Rilke personifiziert die enorme Ungleichzeitigkeit der Vorkriegsjahre. Einerseits führt er ein ungebundenes, modernes Leben in den europäischen Metropolen, andererseits ist er eines der letzten Beispiele für eine vom Mäzenatentum getragene Künstlerexistenz. (S. 43)

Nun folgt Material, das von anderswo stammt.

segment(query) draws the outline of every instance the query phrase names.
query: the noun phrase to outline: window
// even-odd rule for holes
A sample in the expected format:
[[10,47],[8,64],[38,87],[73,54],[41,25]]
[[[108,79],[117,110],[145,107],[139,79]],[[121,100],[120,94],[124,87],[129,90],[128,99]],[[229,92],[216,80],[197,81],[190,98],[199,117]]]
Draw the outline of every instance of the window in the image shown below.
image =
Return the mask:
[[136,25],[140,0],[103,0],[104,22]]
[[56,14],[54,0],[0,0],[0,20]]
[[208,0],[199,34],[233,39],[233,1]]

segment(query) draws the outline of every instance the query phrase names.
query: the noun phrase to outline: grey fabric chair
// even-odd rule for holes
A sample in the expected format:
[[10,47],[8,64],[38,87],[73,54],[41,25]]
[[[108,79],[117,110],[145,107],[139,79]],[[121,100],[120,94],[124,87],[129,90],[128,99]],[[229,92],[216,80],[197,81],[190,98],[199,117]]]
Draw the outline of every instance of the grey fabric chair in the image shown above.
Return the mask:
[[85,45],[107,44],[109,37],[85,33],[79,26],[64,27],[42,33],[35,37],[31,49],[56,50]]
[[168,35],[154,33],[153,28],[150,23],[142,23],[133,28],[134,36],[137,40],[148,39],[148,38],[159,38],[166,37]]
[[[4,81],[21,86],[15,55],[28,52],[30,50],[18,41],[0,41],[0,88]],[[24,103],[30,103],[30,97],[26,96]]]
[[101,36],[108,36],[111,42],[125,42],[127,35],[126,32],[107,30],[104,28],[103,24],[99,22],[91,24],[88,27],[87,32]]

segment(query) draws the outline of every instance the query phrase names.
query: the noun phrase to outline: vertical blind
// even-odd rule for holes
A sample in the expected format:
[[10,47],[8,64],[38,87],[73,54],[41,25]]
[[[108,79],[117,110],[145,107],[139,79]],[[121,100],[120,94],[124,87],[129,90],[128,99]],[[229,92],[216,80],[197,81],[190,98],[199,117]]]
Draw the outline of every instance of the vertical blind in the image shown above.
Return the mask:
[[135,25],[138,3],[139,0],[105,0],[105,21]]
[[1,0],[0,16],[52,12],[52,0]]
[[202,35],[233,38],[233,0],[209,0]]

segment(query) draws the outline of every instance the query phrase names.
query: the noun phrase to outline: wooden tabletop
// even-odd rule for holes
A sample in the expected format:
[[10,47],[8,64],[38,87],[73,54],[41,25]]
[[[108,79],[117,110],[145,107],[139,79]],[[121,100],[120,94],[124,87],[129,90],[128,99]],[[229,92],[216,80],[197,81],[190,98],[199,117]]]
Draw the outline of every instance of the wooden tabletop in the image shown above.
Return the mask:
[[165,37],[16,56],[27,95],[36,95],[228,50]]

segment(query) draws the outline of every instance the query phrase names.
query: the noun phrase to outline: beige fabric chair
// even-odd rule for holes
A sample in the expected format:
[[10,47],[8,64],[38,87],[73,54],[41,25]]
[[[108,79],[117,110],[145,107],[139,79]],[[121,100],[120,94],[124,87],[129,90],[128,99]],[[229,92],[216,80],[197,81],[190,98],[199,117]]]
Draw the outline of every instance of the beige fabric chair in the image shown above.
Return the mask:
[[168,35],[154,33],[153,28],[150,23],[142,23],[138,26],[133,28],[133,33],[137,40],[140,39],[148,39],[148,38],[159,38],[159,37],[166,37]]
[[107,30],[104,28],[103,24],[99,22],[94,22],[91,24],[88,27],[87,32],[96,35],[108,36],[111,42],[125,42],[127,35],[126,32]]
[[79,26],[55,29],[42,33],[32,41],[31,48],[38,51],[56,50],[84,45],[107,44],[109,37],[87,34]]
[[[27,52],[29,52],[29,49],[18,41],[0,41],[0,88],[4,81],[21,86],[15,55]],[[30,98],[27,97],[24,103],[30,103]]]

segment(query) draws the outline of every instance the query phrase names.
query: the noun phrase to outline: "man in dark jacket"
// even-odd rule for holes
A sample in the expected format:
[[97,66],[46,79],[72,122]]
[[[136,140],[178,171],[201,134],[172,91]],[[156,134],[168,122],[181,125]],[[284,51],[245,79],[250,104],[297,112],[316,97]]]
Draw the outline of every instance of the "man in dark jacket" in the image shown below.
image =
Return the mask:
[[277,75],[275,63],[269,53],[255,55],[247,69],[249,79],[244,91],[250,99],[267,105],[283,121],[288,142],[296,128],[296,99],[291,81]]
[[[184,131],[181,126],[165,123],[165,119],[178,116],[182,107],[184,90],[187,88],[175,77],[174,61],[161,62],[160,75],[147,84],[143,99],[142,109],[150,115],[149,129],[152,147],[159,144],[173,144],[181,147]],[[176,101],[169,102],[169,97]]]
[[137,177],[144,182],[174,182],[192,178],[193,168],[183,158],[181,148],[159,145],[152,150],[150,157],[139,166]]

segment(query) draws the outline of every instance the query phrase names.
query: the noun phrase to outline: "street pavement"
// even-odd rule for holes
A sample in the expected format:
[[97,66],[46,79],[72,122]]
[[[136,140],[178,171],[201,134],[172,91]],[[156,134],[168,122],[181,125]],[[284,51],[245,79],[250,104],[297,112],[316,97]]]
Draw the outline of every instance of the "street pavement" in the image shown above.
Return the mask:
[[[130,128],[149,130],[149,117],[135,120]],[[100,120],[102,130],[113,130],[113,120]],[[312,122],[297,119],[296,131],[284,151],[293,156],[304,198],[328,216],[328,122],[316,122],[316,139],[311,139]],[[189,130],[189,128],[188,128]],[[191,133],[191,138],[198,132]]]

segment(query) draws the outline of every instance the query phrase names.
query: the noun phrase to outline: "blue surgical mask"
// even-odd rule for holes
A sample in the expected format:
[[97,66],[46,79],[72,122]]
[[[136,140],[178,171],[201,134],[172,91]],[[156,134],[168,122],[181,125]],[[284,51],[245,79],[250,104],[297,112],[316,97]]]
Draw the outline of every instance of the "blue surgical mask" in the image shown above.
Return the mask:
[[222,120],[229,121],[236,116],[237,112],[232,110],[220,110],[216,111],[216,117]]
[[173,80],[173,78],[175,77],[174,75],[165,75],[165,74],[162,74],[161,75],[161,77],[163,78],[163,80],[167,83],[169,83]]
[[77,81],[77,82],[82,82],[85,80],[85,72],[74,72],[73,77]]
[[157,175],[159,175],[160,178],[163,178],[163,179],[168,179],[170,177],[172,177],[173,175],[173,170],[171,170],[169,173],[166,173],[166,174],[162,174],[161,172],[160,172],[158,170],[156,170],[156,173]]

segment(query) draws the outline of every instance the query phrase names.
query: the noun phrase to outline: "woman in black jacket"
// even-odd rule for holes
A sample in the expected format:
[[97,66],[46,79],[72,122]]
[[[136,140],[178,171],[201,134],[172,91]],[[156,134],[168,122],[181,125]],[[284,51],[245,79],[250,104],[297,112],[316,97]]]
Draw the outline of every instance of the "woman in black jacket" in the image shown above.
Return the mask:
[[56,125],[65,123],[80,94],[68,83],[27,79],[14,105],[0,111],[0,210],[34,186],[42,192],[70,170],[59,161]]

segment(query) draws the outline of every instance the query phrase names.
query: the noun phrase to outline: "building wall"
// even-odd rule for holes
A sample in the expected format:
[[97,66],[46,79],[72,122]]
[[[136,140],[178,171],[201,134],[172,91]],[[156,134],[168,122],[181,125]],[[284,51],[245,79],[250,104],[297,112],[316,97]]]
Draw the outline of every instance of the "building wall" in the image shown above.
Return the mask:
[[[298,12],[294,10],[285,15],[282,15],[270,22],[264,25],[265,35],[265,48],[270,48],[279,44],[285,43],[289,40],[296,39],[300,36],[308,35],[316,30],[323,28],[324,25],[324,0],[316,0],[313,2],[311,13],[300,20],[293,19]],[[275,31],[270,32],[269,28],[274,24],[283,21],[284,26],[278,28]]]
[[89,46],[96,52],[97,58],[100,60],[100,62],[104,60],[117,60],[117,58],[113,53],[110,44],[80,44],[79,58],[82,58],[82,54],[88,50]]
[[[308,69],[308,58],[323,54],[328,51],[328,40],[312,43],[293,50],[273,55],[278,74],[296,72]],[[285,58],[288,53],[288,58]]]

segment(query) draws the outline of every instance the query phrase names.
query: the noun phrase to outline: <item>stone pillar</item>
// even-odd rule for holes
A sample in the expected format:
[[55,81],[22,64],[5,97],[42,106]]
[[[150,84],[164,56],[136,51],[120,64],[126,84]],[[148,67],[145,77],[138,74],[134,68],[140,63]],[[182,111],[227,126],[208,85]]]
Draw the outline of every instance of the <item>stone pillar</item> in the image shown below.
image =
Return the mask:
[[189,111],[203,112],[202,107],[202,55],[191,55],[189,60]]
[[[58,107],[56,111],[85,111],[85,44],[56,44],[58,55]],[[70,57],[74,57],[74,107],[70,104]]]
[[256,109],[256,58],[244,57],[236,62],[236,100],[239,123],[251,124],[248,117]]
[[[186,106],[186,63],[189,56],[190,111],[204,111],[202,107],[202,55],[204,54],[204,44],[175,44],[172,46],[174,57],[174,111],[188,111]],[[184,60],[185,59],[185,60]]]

Bevor sich Hoffmann ausführlich in drei Kapiteln, die jeweils Einführungscharakter haben, den Dramen, der Prosa und – am gewichtigsten wohl – der Lyrik Rilkes widmet und damit der Verlagsreihe voll gerecht werden kann, stellt er die wesentlichen Werkaspekte in kompakter Form dar; dabei kann er den aktuellen Stand der Sekundärliteratur einbeziehen und auch gelungene Ansätze für weiterführende Werkinterpretationen liefern. Rilkes „überschwängliche“ Ich-Bezogenheit des Frühwerks, weiche, so Hoffmann, im mittleren Werk „einem sachlichen Blick auf die Dinge“, während das „hermetische Spätwerk beides“ reflektiere und kombiniere, und zitiert das Urteil des Rilke-Forschers Manfred Engel aus dem Rilke-Handbuch. Hoffmann stellt anschließend in den drei nachfolgenden Großkapiteln nachvollziehbar dar, dass zwar jede Werkphase Rilkes ihre „eigene“ Poetik hat, sich dennoch aber Konstanten durch Rilkes Schreiben ziehen. Neben der

anthropologische[n] Ästhetik, die intensive Auseinandersetzung mit der bildenden Kunst sowie eine Beschäftigung mit den in Rilkes Augen wichtigsten Themen des menschlichen Daseins – der Liebe, der Transzendenz als dem Bereich, der über die sinnliche Erfahrungswelt hinausgeht, und dem Tod. (S. 55)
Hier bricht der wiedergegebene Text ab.